Monday, January 12, 2015

Sharing Session (TFM Leadership Seminar 4)

    Sharing Session In Regent International School, Sungai Petani.
    ( Teach For Malaysia Leadership Seminar 4)

    Our school is in small town of Padang Serai, where I grew up in but spent many years of schooling outside. This is the school I passed through for the last 24 years but never step my foot into the school's compound. This sport school has nearly 2,000 students with average multicultural tolerance.

        I know a former student of this school who is not willing to further his post-SPM study. He lost his motivation and has settled for less. He was offered to several public and private universities but decided not to go. ''I could not survive through English classes'' he said. Another time, he said he prefer working rather than going to college.  His excuses went on and on. Now he is working in one of Penang's local councils. This 20-year-old boy is my brother and he is the reason I Teach for Malaysia. I realized that as much as I want to help him, he must first help himself. After four months of working, reality hits him hard and now he said he aims to be in college one fine day. I was relieved to able to hear his 'one day' mission.

       Being posted to my hometown and my brother's previous school, I believe I am in a perfect place for a significant change.

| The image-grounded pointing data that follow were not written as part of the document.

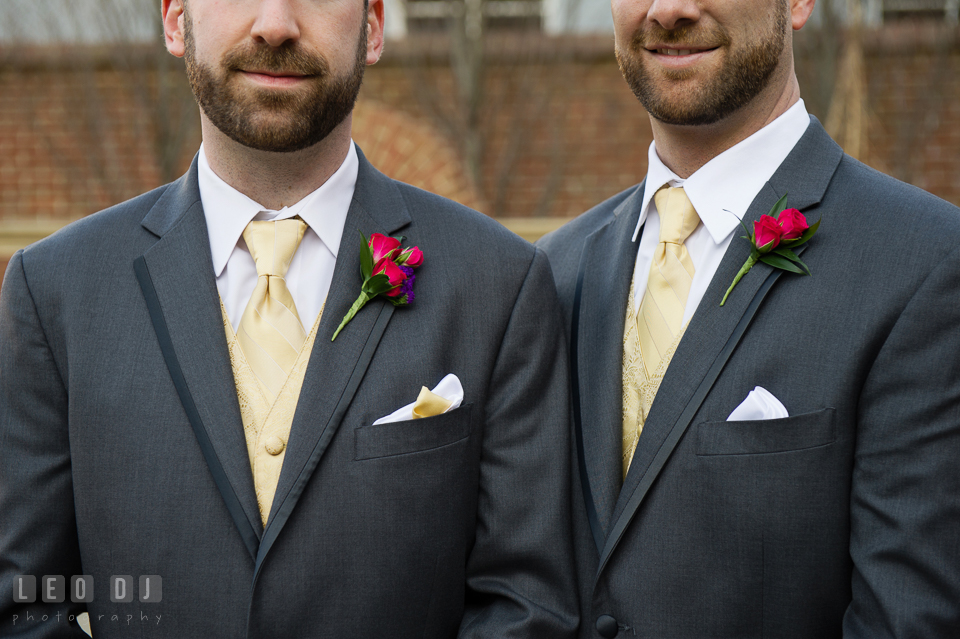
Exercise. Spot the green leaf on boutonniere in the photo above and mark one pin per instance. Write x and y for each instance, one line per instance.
(803, 239)
(790, 255)
(777, 261)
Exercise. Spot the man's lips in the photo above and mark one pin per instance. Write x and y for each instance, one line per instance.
(679, 55)
(274, 78)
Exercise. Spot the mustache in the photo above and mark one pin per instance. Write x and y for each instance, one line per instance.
(288, 59)
(694, 35)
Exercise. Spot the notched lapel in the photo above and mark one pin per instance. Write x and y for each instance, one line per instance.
(804, 176)
(336, 368)
(607, 265)
(180, 268)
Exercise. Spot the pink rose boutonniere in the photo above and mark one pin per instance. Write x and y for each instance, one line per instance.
(387, 269)
(772, 239)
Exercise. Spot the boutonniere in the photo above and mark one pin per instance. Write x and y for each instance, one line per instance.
(387, 269)
(772, 239)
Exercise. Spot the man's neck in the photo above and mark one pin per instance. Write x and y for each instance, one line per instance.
(684, 149)
(275, 180)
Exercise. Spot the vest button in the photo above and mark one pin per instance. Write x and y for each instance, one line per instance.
(607, 626)
(274, 445)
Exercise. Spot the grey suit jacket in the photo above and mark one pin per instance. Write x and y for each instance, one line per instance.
(842, 519)
(115, 376)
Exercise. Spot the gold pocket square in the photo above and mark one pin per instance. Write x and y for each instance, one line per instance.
(429, 404)
(445, 397)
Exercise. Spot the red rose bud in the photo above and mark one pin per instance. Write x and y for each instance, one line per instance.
(381, 245)
(394, 273)
(412, 257)
(793, 224)
(767, 232)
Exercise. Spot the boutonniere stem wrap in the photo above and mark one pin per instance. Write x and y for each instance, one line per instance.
(387, 269)
(773, 238)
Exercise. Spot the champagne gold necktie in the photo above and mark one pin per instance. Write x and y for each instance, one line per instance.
(271, 333)
(652, 333)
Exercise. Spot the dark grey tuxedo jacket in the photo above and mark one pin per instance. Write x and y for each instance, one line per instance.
(842, 519)
(122, 449)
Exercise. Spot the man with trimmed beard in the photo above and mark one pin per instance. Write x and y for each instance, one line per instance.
(778, 457)
(222, 402)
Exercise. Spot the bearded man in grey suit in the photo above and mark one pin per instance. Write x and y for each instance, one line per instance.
(316, 504)
(783, 464)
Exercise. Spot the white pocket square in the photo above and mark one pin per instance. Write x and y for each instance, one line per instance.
(759, 404)
(448, 390)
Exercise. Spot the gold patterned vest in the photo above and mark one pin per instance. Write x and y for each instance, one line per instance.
(266, 427)
(639, 388)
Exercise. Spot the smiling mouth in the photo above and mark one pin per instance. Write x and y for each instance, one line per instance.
(679, 52)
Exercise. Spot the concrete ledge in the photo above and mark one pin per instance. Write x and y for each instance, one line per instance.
(16, 234)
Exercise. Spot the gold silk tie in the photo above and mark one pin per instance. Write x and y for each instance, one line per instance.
(652, 332)
(270, 332)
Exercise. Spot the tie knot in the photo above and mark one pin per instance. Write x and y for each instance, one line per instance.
(678, 218)
(272, 244)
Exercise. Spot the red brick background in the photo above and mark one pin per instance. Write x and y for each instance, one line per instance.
(561, 129)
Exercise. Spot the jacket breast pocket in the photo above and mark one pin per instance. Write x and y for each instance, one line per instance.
(413, 436)
(798, 432)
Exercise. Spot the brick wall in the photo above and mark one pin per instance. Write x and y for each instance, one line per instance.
(561, 129)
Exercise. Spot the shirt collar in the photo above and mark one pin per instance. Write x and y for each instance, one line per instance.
(228, 211)
(722, 190)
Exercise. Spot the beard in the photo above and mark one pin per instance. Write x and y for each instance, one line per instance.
(744, 73)
(279, 121)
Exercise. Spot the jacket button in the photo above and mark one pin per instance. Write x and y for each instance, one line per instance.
(275, 445)
(607, 626)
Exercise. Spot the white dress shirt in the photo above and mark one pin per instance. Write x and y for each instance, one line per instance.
(721, 191)
(228, 212)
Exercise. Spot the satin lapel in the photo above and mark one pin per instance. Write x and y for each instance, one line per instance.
(336, 368)
(804, 176)
(606, 269)
(180, 268)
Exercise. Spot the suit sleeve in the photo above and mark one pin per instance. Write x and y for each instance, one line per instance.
(38, 531)
(905, 501)
(520, 572)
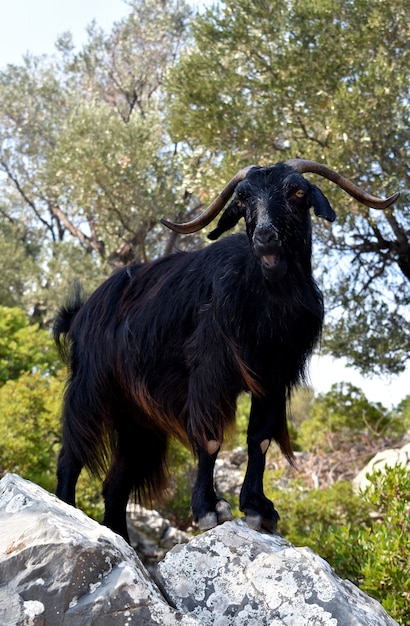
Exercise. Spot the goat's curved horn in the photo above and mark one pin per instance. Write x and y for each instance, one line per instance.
(303, 166)
(212, 211)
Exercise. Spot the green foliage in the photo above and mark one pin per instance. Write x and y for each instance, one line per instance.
(305, 513)
(341, 414)
(376, 556)
(24, 347)
(329, 81)
(176, 503)
(87, 168)
(29, 427)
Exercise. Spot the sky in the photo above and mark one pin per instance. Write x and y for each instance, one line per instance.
(35, 25)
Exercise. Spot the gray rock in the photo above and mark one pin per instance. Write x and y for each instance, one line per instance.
(386, 458)
(152, 535)
(232, 575)
(57, 566)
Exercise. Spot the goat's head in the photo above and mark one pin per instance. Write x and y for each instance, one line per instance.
(275, 202)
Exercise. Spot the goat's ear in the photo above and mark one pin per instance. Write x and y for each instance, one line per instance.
(229, 218)
(321, 204)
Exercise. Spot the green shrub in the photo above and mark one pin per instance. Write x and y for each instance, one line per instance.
(376, 555)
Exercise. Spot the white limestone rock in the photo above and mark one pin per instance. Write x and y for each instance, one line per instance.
(232, 575)
(57, 566)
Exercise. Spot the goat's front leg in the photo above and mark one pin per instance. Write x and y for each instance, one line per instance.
(267, 417)
(207, 507)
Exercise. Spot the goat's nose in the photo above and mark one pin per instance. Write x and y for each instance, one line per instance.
(266, 235)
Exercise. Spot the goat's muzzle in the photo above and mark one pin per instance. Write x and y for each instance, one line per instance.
(268, 248)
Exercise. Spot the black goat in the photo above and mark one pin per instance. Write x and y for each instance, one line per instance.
(163, 349)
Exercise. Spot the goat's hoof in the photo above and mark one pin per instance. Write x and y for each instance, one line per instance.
(223, 511)
(257, 522)
(208, 521)
(254, 521)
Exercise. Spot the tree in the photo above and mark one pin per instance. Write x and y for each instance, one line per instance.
(84, 153)
(329, 81)
(343, 414)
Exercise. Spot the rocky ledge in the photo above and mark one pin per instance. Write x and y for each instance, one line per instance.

          Each teacher can recount numerous highs and lows in their teaching career. There were days when I ended so happy and enthusiastic that I knew I had selected the right profession. On the other hand, I had days where I definitely questioned teaching as a career. These were days where the students seemed uninterested, too talkative, or even worse a blow up occurred and nothing got accomplished. Thankfully the average combined with the positive days outshine my negative days.
          A boy from my aspiring class was loud and obnoxious. Let's call him Amin. His class is the 12th streamed class. The first three months into the year, I was beating my head against the wall trying to connect with him. I could at least get his friends to be involved or at the very least to sit quietly. He sat in the back row. I would ask questions of students, picking up some names. Unfortunately, every time i called on him he would respond with a flip answer. If he got an answer wrong, he would get angry. He also called me as his girlfriend, trying to win me over, left lot of missed calls, returned his scholar dollars because a friend accused him of stealing them and explore through my personal stuff and handbag. One day, he was shouting to me during lesson and when failed to get my attention, he kicked chairs and tables and disrupted the whole lesson. I sent him to the discipline teacher. His anger and mumbled words were almost too much for me.

      He missed class for two days and we got a lot accomplished during his hiatus but I began dreading for his return. On the day of his return, I met him in the staff room. I told him that I care about him but not him alone. The other 31 students still need me and they want to learn. I gave him permission that if he felt like he was going to lose control in class he could step right outside the door for a moment to collect himself.

      From that point on, Amin was a changed student in my classroom. He listened, he participated. I could finally get to see the creative side in him. His math solving skill is unique. He is very happy to get a LINUS numeracy workbook I took from my mom, to work on his own. He never, ever used the privilege I had given him to leave the class for a moment. I believe that just giving him the power to decide for himself made all the difference. The irony is this boy, Amin shared the same first name as my brother.

      In the end, this experience touched me as a teacher. Students are people who have feelings and who don't want to feel cornered. They want to learn but they also want to feel as if they have some control over themselves. I tried not to make assumptions again about a student before going into their class. Every student is different; no two students react in the same way. It is our tasks as teachers to find not only what motivates each student to learn but also what motivates them to misbehave. If we can meet them at that point and take away that motivation, we can go a long way towards a more effective classroom and learning experience. Fellow friends, teachers are like band aid, that sometimes we do more than teach, that we help heal hurt feelings, broken dreams, and lend an ear to a problem.